Hope spent his early years in Vermont after emigrating from Scotland. Although he worked as a wheelwright, he developed a talent for painting portraits in the late 1830s, while convalescing from a severe ankle injury. Within a few years he met the Albany artist William Hart, and later Frederic Edwin Church, who persuaded Hope to take up landscape painting. Hope painted the scenery of New York and New England and showed his work at many public exhibitions, including the Pennsylvania Academy of the Fine Arts and the National Academy of Design.

On his way to the Rocky Mountains in 1870, Hope stopped in central New York and found the area around Watkins Glen inspiring. He built a house and studio on the edge of the gorge and remained there for the rest of his life, painting the local scenery and exhibiting his work in the Glen Art Gallery, a museum Hope founded in 1872. Most of Hope’s paintings remained in family hands, and in 1935, more than eighty of his canvases were destroyed in a flood. The present painting was one of the rare survivors, suffering only minor damage along the lower edge.

Jacob’s Ladder, Watkins Glen

Photographed by Charles E. M. Taber, Albany, NY | c. 1870

Photographer: Photographed by Charles E. M. Taber, Albany, NY

Medium: Albumen Stereograph on printed card

Credit: Albany Institute of History & Art Library

Photographic stereographs allowed Americans to travel in the comfort of their own homes. They could view the wonders of Rome and London, or the scenic charms of tourist sites such as Watkins Glen. Stereographs were also collected as souvenirs—keepsakes to remind one of attractions visited in person.
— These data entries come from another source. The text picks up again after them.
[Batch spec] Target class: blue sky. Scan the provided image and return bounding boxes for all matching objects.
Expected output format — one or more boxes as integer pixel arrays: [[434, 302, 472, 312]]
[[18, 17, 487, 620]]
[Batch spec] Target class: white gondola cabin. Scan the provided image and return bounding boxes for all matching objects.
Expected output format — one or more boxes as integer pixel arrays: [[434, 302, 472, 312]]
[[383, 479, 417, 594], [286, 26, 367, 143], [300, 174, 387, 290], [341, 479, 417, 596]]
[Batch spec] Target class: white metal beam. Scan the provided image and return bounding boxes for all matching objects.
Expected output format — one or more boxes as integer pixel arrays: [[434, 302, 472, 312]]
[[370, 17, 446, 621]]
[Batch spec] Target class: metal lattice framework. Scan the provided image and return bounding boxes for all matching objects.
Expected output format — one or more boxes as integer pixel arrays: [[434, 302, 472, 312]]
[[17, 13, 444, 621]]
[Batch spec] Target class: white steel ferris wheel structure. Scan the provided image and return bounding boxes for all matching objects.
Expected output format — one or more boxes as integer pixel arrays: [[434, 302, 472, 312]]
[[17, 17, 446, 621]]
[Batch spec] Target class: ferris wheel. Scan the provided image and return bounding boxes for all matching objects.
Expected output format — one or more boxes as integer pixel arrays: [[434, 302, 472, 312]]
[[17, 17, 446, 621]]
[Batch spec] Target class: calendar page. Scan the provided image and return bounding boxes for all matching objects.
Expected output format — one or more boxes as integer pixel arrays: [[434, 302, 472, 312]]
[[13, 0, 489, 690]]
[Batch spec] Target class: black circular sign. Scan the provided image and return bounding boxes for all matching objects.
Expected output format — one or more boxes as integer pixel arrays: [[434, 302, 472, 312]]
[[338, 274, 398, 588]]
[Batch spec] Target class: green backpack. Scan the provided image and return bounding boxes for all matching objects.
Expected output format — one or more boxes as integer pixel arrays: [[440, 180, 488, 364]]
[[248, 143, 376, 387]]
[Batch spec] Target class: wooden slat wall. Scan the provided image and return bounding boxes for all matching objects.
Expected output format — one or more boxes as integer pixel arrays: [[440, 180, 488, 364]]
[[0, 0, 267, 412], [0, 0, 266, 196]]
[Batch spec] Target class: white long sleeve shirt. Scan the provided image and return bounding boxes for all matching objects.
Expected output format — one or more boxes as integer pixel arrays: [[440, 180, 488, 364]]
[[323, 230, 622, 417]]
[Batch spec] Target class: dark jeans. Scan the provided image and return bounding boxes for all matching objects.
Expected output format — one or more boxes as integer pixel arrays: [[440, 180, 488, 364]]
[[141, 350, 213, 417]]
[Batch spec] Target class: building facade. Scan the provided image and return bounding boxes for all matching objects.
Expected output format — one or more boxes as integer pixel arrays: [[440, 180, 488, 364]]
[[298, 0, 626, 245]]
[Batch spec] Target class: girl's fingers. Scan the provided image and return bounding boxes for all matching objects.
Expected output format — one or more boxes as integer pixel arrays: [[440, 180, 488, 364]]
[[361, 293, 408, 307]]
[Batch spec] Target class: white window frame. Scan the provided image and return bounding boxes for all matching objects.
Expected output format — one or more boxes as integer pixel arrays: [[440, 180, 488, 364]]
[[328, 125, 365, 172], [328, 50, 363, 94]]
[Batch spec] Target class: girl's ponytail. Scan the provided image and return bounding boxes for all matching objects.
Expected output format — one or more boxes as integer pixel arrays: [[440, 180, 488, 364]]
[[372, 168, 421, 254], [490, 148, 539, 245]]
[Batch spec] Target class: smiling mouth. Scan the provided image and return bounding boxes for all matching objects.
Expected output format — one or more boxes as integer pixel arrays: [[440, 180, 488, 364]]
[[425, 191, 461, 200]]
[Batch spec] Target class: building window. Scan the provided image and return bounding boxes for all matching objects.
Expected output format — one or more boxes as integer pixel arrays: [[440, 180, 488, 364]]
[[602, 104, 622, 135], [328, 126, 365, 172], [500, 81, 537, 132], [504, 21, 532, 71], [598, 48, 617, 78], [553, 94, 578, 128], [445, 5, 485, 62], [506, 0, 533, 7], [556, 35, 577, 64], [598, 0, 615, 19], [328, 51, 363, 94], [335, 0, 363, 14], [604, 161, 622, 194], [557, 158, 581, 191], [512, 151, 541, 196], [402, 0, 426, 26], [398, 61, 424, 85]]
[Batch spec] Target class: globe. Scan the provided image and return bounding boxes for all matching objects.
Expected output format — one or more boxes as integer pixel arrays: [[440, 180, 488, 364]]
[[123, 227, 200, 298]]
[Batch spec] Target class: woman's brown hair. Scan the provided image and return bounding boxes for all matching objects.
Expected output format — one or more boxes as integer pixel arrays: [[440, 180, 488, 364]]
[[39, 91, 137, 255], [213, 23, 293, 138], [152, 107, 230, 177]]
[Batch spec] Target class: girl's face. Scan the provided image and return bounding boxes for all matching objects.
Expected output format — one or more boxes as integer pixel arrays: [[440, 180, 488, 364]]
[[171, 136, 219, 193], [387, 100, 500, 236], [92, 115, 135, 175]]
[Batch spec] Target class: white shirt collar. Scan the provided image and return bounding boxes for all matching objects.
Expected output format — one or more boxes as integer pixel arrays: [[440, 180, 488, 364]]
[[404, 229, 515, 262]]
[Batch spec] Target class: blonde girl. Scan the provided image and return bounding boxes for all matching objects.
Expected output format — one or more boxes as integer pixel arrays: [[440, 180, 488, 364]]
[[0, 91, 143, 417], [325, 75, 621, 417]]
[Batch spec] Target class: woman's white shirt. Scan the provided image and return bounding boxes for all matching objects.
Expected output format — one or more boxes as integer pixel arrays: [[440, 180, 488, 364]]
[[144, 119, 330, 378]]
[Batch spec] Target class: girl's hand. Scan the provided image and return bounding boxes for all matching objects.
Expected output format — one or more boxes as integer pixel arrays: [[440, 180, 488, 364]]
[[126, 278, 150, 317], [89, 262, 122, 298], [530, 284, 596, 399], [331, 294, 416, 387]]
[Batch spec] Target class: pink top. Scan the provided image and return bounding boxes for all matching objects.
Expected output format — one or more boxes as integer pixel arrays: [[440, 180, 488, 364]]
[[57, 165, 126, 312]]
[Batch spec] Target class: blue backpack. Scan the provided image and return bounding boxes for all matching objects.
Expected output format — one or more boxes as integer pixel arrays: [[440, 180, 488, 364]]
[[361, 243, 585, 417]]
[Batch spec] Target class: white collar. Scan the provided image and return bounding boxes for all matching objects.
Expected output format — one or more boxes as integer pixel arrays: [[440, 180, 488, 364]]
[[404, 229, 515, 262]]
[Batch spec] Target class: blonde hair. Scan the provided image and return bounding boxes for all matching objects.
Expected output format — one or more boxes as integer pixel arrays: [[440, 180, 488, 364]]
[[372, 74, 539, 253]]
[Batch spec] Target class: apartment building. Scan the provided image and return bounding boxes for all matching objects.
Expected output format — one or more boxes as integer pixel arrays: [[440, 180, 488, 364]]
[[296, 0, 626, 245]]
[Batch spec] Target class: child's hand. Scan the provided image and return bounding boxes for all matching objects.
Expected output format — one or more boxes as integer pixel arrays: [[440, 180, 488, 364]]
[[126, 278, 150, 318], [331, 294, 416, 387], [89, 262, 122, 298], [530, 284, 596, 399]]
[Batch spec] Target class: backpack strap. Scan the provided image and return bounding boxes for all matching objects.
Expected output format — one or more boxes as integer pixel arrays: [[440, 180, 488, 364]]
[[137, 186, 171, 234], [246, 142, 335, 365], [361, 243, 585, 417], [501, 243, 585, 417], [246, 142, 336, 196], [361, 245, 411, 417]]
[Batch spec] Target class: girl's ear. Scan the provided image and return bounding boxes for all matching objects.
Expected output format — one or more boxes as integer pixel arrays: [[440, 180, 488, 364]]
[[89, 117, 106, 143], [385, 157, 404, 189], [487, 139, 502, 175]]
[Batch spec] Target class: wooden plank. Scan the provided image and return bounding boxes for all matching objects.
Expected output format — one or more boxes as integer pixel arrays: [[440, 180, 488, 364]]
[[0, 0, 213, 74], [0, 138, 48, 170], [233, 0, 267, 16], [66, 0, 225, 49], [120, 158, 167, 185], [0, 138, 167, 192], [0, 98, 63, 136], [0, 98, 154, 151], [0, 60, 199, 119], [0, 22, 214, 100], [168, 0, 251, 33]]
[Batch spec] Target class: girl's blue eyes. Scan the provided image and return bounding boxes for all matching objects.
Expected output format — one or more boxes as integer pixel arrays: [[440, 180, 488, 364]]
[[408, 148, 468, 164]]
Charles E. M. Taber sold his stereographs of Watkins Glen at his Indian Store and Glen Bazaar, the “Wholesale and Retail Emporium of Curiosities.” They sold for 20 to 25 cents for single views, $2.00 and $2.50 per dozen, or $3.00 and $4.00 per set (twenty cards in each set). In addition to stereographs, Taber offered customers other curiosities, including, “Indian, Swiss, French, English, Chinese, Japanese and Mexican Curiosities, Rock and Spar Ornaments, Agate Jewelry, Glen Specimens, Indian Relics, [&]c., [&]c.”

The Vista-Looking Up, Watkins Glen

Photographed by John C. Lytle, Watkins Glen, NY | c. 1870

Photographer: Photographed by John C. Lytle, Watkins Glen, NY

Medium: Albumen Stereographs on printed card

Credit: Albany Institute of History & Art Library

Photographic stereographs allowed Americans to travel in the comfort of their own homes. They could view the wonders of Rome and London, or the scenic charms of tourist sites such as Watkins Glen. Stereographs were also collected as souvenirs—keepsakes to remind one of attractions visited in person.

Charles E. M. Taber sold his stereographs of Watkins Glen at his Indian Store and Glen Bazaar, the “Wholesale and Retail Emporium of Curiosities.” They sold for 20 to 25 cents for single views, $2.00 and $2.50 per dozen, or $3.00 and $4.00 per set (twenty cards in each set). In addition to stereographs, Taber offered customers other curiosities, including, “Indian, Swiss, French, English, Chinese, Japanese and Mexican Curiosities, Rock and Spar Ornaments, Agate Jewelry, Glen Specimens, Indian Relics, [&]c., [&]c.”